The hospital smelled like antiseptic and silence. Aarav lay beneath crisp sheets, the muffled hum of machines echoing softly. His mother sat beside him, dozing with a book in her lap, while outside his room, the world debated the anomaly on every screen and headline.

But Aarav didn't care about theories. He was staring at the back of his hand.

The skin looked normal at first—until the light caught it just right. Then he saw it: a faint, glowing network beneath the surface. Not veins. Not bruises. A geometric lattice. Angular. Perfect. It pulsed gently, like a system awakening.

He'd only seen patterns like that once before—in his chemistry textbook, diagrams of carbon bonded into diamond.

A nurse entered to check his vitals, eyes tired. Aarav slipped his hand under the blanket. He wasn't ready to explain something even scientists couldn't.

Later that day, a boy in a wheelchair passed his door.
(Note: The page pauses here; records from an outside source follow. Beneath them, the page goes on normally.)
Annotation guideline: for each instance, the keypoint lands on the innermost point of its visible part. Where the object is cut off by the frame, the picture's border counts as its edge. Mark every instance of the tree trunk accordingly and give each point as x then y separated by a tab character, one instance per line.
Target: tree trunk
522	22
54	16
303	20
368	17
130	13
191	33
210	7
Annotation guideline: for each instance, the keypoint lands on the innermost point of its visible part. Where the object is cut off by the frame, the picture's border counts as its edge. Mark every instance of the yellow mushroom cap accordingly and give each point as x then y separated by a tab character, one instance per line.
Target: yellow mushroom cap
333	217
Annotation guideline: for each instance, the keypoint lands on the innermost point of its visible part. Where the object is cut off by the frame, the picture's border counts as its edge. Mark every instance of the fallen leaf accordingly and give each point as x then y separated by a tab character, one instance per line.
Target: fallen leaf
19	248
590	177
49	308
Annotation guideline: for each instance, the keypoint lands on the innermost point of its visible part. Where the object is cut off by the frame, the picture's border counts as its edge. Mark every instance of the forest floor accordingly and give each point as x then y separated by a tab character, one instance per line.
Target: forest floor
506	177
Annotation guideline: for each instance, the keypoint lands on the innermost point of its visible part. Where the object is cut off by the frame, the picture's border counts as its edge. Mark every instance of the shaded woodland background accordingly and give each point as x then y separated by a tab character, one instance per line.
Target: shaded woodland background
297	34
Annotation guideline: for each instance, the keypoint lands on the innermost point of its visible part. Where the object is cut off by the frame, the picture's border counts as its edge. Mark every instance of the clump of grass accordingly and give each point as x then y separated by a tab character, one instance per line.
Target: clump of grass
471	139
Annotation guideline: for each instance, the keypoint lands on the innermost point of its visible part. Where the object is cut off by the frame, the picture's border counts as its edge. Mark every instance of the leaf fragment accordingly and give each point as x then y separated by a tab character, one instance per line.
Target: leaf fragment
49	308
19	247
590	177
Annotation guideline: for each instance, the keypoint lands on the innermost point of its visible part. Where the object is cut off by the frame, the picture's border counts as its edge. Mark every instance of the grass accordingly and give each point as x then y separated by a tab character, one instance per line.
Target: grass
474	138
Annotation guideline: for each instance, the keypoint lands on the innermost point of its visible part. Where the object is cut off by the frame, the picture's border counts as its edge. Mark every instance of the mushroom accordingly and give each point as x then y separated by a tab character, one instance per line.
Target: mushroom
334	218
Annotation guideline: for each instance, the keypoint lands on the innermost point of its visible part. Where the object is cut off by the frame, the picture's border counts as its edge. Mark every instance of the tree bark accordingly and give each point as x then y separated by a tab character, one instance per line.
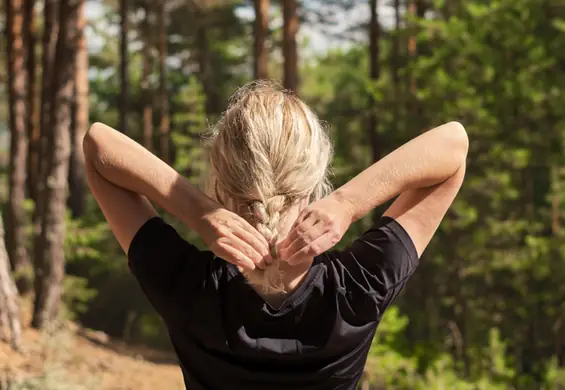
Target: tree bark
50	248
395	65
203	65
164	99
146	71
77	193
290	51
124	76
50	33
261	26
17	86
9	305
32	123
374	74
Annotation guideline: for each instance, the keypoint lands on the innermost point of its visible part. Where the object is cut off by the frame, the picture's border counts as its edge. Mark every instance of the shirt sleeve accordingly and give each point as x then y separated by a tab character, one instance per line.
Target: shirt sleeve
163	262
375	268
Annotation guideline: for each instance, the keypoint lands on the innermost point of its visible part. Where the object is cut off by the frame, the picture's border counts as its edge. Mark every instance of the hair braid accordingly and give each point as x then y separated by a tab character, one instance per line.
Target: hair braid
268	216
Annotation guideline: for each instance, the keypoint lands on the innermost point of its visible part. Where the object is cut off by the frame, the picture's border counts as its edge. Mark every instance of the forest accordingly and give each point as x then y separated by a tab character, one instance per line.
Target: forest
485	308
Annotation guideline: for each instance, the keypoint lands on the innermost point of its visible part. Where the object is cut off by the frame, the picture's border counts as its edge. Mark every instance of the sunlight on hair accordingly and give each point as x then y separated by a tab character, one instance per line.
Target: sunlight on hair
268	152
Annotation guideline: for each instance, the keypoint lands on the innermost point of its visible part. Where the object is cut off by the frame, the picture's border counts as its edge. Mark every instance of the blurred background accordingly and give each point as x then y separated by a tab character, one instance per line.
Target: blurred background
485	309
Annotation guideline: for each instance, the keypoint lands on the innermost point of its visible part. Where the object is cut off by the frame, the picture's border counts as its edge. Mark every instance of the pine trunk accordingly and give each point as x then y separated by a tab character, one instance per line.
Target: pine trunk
50	33
77	194
146	71
9	305
164	99
50	248
32	125
124	77
395	65
261	59
374	74
17	93
290	51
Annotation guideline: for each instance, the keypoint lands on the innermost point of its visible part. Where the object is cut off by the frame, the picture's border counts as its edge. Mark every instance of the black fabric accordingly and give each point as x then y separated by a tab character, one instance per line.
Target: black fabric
227	337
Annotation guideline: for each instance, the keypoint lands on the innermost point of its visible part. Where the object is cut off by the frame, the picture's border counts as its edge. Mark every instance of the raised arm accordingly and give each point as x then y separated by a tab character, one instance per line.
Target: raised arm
426	172
124	177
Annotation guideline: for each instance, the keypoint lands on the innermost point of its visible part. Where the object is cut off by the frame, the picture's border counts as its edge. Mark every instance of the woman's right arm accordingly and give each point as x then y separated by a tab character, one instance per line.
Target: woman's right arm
426	172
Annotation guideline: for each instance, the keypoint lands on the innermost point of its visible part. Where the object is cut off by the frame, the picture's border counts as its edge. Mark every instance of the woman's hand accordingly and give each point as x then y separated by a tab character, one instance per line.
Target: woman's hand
318	228
233	239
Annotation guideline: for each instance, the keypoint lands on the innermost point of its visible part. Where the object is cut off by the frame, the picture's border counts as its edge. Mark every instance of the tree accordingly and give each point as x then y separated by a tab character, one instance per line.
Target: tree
79	122
32	125
146	72
17	84
50	244
124	76
290	52
9	308
260	30
374	74
49	41
163	95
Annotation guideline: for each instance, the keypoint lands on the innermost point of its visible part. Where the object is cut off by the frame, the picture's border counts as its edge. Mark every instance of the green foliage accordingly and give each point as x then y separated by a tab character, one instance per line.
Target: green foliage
486	304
He was pale, his arms wrapped in bandages. Aarav saw his eyes for a moment—dilated, glowing faintly. Just like his own had briefly flashed during the crash.

They locked eyes. No words were exchanged, but a quiet understanding passed between them.

That night, while the hospital settled into its nightly rhythm of beeps and snores, Aarav sat upright and flipped through his notes. He was supposed to be prepping for the quiz. Instead, he was drawing cell structures, scribbling thoughts: resonance stress, molecular feedback, carbon activation.

The crash hadn't just stolen oxygen. It had rewritten something inside him.

His phone buzzed unexpectedly. No name. No number. Just coordinates, and a message:

"They're searching us. Come alone."

He stared at the screen, then at his glowing forearm. The lattice pulsed brighter now, reacting to the message as if the air itself remembered him.

This wasn't over. It hadn't even begun.

Somewhere beyond this sterile room, someone—or something—was watching.

And Aarav was ready to chase the answer into the fire.